Die von Sonnleitner mehrmals angesprochene EU-Kommissarin Mariann Fischer Boel verteidigte die gesetzten Reformschritte: "Ich habe großes Verständnis für die Ängste, die im Zuckersektor aufgetreten sind. Ich habe auf diese Reform gedrängt, weil es der einzige Weg ist, die Zukunft dieses Sektors zu sichern", argumentierte die Kommissarin. Die nach der Reform verbleibenden Strukturen würden "schlank, effizient und wettbewerbsfähig sein", meinte sie. Entscheidend für den Erfolg der Reform werde auch sein, wie das schwierige erste Jahr des Übergangs bewältigt wird und ob während der Restrukturierungsphase genügend Quotenzucker vom Markt zu bekommen sei.

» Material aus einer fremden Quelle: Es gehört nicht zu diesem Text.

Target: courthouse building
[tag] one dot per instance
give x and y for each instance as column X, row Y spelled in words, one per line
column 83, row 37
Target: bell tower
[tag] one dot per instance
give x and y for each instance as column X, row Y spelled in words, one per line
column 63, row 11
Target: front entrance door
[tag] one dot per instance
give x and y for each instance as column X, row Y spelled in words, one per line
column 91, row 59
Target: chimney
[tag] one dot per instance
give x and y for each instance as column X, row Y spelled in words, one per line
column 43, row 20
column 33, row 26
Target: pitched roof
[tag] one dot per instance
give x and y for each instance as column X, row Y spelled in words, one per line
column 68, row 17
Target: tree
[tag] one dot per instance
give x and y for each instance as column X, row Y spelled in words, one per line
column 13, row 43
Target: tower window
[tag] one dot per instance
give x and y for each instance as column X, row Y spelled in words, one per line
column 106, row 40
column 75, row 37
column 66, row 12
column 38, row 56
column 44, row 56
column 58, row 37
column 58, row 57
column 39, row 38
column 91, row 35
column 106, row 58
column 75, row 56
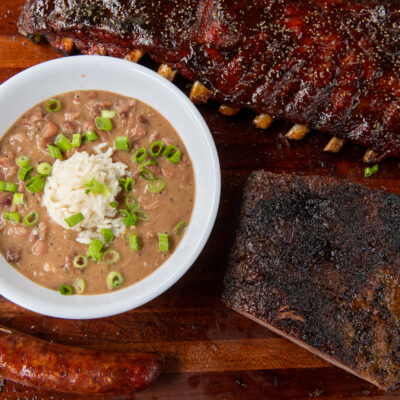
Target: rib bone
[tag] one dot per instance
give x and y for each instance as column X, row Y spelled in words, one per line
column 199, row 93
column 370, row 156
column 297, row 132
column 263, row 121
column 134, row 55
column 167, row 72
column 228, row 111
column 334, row 145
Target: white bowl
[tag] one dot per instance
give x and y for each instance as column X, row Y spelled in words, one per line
column 38, row 83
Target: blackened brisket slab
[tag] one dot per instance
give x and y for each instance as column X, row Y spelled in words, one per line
column 318, row 261
column 332, row 65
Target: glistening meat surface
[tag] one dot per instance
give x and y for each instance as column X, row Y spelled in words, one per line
column 330, row 64
column 318, row 261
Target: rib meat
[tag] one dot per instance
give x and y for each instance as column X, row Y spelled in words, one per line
column 332, row 65
column 317, row 260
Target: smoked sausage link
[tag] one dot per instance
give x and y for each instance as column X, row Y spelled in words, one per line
column 55, row 367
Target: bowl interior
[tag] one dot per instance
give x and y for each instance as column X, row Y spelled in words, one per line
column 34, row 85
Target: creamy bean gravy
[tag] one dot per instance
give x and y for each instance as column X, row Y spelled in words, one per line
column 44, row 253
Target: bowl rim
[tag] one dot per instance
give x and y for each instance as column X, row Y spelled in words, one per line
column 76, row 309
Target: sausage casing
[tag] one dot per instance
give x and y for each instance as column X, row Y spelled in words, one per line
column 55, row 367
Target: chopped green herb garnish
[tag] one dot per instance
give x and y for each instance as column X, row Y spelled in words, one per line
column 163, row 242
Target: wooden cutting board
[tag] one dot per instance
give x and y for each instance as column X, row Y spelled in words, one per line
column 211, row 352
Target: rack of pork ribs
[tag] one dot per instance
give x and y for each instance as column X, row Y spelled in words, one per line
column 328, row 65
column 298, row 267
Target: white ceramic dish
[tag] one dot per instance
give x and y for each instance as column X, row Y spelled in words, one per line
column 34, row 85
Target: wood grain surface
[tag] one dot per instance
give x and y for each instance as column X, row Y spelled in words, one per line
column 211, row 352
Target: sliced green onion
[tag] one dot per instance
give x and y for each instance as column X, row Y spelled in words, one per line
column 132, row 203
column 180, row 227
column 62, row 142
column 80, row 261
column 22, row 161
column 163, row 242
column 140, row 155
column 53, row 105
column 74, row 219
column 90, row 136
column 134, row 242
column 107, row 235
column 156, row 148
column 54, row 152
column 141, row 215
column 79, row 285
column 147, row 174
column 114, row 280
column 103, row 124
column 369, row 171
column 122, row 143
column 44, row 169
column 156, row 186
column 18, row 199
column 146, row 163
column 127, row 183
column 110, row 257
column 23, row 173
column 11, row 187
column 31, row 219
column 12, row 217
column 108, row 113
column 76, row 140
column 35, row 184
column 65, row 290
column 94, row 250
column 172, row 154
column 129, row 218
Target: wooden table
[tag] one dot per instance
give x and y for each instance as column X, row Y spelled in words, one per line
column 211, row 352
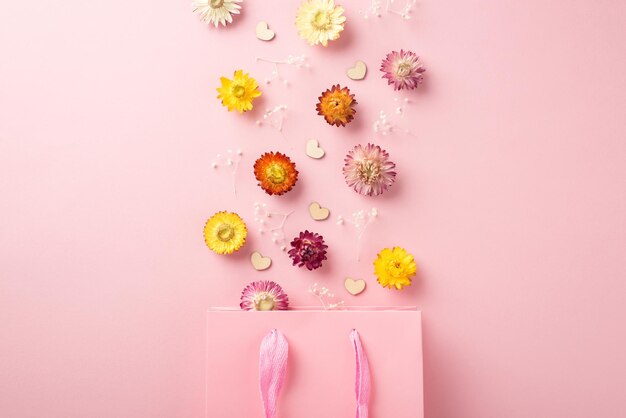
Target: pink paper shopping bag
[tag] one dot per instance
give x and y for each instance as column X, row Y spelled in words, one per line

Gegen britisches Agrarmodell

Zu der beim EU-Gipfel im Dezember beschlossenen Zwischenbewertung des EU-Haushalts 2008/09 sagte Fischer Boel, dass hier auch der Agrarbereich überprüft werde. Grundsätzlich sei es aber notwendig, die derzeitigen Agrarreformen erst einmal greifen zu lassen. "Großbritannien hat vor kurzem seine Vision der europäischen Landwirtschaft vorgelegt. Ich begrüße zwar ernsthafte Beiträge zu diesem Thema, aber die Vorstellung einer rein industriellen Landwirtschaft ist nicht meine Vision", stellte die Kommissarin klar. In ihrem Modell hätten weiterhin die kleineren und mittleren Familienbetriebe als Rückgrat der europäischen Landwirtschaft ihre Berechtigung.

Im Rahmen der Eröffnungsfeier wurde Russland als Partnerland der diesjährigen "Grünen Woche" vorgestellt. Heuer präsentieren in Berlin über 400 Betriebe aus 30 Regionen Produkte aus dem Agrarindustrie-Komplex dieses Landes. Landwirtschaftsminister Alexej Gordejew erklärte, es sei das Ziel Russlands, zu einem bedeutenden Player auf dem globalen Lebensmittelmarkt zu werden.